Sometimes tasks that we’ve never done before can cause procrastination. We imagine them to be hard or boring, but we don’t actually know how much time or effort they will really take.

In this case, you can simply fool yourself and give yourself permission to try and see. You start, try how it feels, and if you don’t like it you can simply stop. In this way, you remove the pressure on yourself that can be demotivating and hinder productivity.

Special tricks for trying and seeing:
  • If you catch yourself not feeling like doing it, then go running or start responding to emails. Decide to give it a try and allow yourself to stop at any time. You will see that you might find out you enjoy it in the end.
  • If you do not feel like going to a networking event or a sports class, tell yourself to go. Then, see if you want to enter or stay. Once there, you will probably not want to waste time going back home.  You are totally free to do so, but you will probably want to stay.

Whatever you procrastinate on, small things or big things, stop being harsh on yourself. Everybody procrastinates from time to time. Trust you can change your habits and trust you can make anything easy or fun. Start playing with your procrastination, experiment, and find out what works the best for you to be productive.

Try this: go now and select one task you have postponed for some time and test a new trick. Then come back here and leave a comment. Tell us how it felt.

You can find out more at our workshop “Tackle Procrastinating and Get Moving with Action Blocks” offered by Ruth Friedman and Lenka Grackova.

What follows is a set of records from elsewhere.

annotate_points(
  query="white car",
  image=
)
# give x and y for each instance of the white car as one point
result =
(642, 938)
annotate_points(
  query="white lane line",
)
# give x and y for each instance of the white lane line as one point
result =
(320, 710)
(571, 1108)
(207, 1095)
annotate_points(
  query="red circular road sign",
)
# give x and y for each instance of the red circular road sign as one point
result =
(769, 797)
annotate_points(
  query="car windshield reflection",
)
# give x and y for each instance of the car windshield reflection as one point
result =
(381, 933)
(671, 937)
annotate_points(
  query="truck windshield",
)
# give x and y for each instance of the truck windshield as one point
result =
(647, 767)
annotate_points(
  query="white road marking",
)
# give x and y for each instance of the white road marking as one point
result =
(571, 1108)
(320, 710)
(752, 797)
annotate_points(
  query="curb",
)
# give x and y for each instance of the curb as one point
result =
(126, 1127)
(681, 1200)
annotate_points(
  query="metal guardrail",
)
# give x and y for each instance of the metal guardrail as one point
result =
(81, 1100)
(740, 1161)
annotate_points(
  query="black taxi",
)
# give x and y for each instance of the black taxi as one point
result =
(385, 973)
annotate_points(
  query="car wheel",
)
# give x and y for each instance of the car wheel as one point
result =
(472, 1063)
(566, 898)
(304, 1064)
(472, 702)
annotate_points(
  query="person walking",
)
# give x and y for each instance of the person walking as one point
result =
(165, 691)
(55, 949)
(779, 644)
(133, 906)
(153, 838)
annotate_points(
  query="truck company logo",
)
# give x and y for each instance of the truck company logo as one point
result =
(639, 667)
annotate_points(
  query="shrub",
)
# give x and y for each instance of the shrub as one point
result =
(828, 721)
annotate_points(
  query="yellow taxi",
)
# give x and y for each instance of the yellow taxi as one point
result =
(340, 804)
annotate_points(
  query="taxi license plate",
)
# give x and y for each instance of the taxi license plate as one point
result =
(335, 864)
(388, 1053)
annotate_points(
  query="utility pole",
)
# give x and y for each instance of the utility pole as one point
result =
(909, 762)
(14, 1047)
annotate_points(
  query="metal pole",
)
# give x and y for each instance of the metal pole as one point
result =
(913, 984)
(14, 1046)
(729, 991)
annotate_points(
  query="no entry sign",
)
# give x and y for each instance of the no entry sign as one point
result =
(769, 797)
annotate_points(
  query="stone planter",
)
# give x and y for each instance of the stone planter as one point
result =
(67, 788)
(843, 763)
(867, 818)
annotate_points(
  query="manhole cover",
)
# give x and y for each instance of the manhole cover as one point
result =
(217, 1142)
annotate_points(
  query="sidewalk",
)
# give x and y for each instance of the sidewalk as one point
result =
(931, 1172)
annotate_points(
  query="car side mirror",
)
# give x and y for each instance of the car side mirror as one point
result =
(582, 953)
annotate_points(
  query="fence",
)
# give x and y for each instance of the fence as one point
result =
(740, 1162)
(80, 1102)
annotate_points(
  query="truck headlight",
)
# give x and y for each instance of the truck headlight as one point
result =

Enjoy the game! Relish accomplishing great things! Enjoy making your life more fulfilled!

______________________

About the trainer and coach:

Lenka Grackova is an international trainer and coach. She builds on 14 years hands-on business experience in marketing, sales, logistics, start-up, brain-based coaching techniques, and interpersonal skills to assist people in finding more enthusiasm when they go through challenging developments. To learn more about Lenka’s professional training and coaching, click here.

  1. Great tips Lenka! Can I add one more? If I can’t get myself to do something because I prefer doing something else, I try to present it to myself as a “reward”. For example: I can go for a ride on my bike (I really love cycling), but not before I worked in the garden (I hate mowing). Postponing the mowing means postponing the fun…

    1. That’s a great trick! Thank you, Gunnar!